Named the Objective Individual Combat Weapon, it is expected to replace both the M-16 and its under-slung M203 grenade launcher.
The principle behind the OICW will be to combine an assault rifle with a grenade launcher and make both systems more fatally accurate.
The rifle section will fire a 5.56mm round that is currently standard ammunition for all NATO and allied forces.
The grenade launcher will have a calibre of 20mm, halving the size of the existing types, and a fire-control computer will rest on top of the weapon.
The computer is being designed to act as a telescopic day and night sight as well as an integral laser range finder.
When trained on a target, the laser will determine the distance to the target, accurate to ± 50cm out to 500m and ± one metre over a kilometre.

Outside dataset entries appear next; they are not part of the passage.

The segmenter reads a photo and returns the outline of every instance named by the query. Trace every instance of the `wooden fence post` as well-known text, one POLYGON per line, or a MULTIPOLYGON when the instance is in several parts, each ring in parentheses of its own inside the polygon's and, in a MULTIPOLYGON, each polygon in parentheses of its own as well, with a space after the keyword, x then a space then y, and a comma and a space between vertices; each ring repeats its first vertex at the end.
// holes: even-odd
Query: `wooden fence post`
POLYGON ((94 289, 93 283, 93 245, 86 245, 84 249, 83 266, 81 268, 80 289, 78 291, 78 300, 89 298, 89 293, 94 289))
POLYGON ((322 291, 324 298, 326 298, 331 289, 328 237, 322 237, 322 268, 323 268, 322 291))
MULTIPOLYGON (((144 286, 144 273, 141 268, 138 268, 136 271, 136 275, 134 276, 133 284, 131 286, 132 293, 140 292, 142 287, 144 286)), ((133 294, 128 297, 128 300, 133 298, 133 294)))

When locked in the range, the computer will relay data to the fusing control system for the high explosive ammunition, and the high explosive shells will be timed to explode in an airburst after they have travelled the required distance.
This would allow a soldier to attack an adversary hiding in a trench by shooting over the top of it, or detonate rounds just inside a building that might conceal a sniper.
Alliant Techsystems plan to build five fully functional prototypes for field trials before committing to larger scale manufacture in 2004.